Ms. Marvel (Kamala Khan) is one of Marvel Comics’ most beloved superheroes. Since picking up the mantle as Ms. Marvel from her hero, Carol Danvers, Kamala Khan has created a niche in the Marvel Universe that celebrates and chronicles the growing pains of being an Asian American superhero. A new comic from the ongoing Marvels Snapshots series highlights Kamala’s impact for teens everywhere, showing that her greatest power is not the ability to shapeshift, but rather her ability to relate to others and their feelings of alienation.
In Captain Marvel: Marvels Snapshots #1, an Asian American teen named Jenni Saito stumbles upon Captain Marvel, Ms. Marvel, and the other Avengers fighting a battle on a beach in Long Island, New York (written by Mark Waid, art by Claire Roe, colors by Mike Spicer, letters by VC’s Joe Caramagna). A huge fan of Ms. Marvel, Jenni shyly asks for a selfie, before worrying that she, “a nobody,” is taking up too much of Kamala’s time. Kamala refutes this, saying, “Stop. No, you’re not. Everybody’s somebody.” But to Jenni, Ms. Marvel is “fire,” with an endless ability to “go anywhere” and “do anything,” which Kamala reveals isn’t the case as she details the challenges of being a Muslim, Pakistani-American teen hero. Just like Jenni, Kamala also experiences friction with her parents around her social life, and that being a superhero still doesn’t exempt her from their rules.
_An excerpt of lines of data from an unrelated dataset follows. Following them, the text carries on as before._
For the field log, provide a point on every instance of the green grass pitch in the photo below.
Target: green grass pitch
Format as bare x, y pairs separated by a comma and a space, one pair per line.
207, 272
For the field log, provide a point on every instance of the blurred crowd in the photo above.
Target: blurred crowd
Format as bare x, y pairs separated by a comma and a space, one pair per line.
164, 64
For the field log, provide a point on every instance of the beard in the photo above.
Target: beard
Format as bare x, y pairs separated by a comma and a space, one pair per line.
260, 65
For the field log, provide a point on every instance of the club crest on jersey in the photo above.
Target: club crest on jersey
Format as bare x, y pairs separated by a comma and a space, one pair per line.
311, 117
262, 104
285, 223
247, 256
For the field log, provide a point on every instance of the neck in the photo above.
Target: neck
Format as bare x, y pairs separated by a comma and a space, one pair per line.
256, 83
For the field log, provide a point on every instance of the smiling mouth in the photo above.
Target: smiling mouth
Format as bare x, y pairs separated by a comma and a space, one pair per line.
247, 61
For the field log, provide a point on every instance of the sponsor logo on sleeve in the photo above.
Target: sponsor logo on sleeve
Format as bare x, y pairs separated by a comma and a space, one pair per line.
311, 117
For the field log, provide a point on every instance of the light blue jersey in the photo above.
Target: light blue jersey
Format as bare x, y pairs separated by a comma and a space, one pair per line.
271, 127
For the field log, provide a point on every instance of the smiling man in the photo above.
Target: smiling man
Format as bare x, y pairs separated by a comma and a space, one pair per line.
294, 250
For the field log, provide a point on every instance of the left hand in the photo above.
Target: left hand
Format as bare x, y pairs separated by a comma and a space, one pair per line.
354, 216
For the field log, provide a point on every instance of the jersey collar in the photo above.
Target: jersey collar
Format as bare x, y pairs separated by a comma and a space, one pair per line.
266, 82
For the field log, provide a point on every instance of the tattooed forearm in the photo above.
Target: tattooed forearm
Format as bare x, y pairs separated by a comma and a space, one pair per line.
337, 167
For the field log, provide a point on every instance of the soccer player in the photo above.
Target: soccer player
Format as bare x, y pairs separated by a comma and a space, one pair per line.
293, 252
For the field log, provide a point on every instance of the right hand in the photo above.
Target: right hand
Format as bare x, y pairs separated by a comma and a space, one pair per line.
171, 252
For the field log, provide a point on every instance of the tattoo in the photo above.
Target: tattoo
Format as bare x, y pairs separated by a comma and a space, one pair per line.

Kamala’s conversation with Jenni shows an additional side to being a superhero that Captain Marvel: Marvels Snapshots #1 celebrates. While saving innocent civilians from danger and protecting the city from threats of all kinds are absolutely all part of being a superhero, the issue spotlights the unsung role that heroes can have in making marginalized people feel less alone. This counteracts the impulse that the public has to place superheroes on a pedestal, because Kamala shows just how hard it can be to be one.
Kamala’s openness with talking about the challenges she faces in her personal and public lives as both a teenager and a superhero puts her in the unique position of helping other young people. Jenni’s belief that Ms. Marvel isn’t subjected to the same strict parenting as her reveals how often superheroes are seen as being outside the bounds of typical life. The distance between someone like Jenni and her hero Kamala is closed the moment Kamala opens up about the reality of her situation: being a superhero isn’t an escape from the usual pressures of being a teenager.
The role that Kamala’s family plays in her arc as a superhero is an important component of her character, because it shows people like Jenni that truly anyone can be a superhero. Jenni feels alone in the strictness that her mother has in her parenting, and Kamala’s delineation of the rules that her own parents place on her exemplify that there is no singular way to be a superhero. Having strict parents is a commonality that some teenagers share, regardless of whether or not they are masked crimefighters in their spare time.
In her debut, Kamala may have gained her shapeshifting powers from the Terrigen Mist, but where she succeeds most as a hero is in her ability to identify the normalcy in superheroism. As one of the only Muslim superheroes of Pakistani descent, Kamala understands what it is like to be seen as exceptional. One of the most compelling aspects about her character is how passionately she fights for young people to understand that they are not freaks for being different, and how willing she is to share details from her personal life so others can understand that she is just like them. At the end of the day, this is Ms. Marvel’s legacy as a superhero, and it is a legacy that will continue on in superhero comics for decades to come.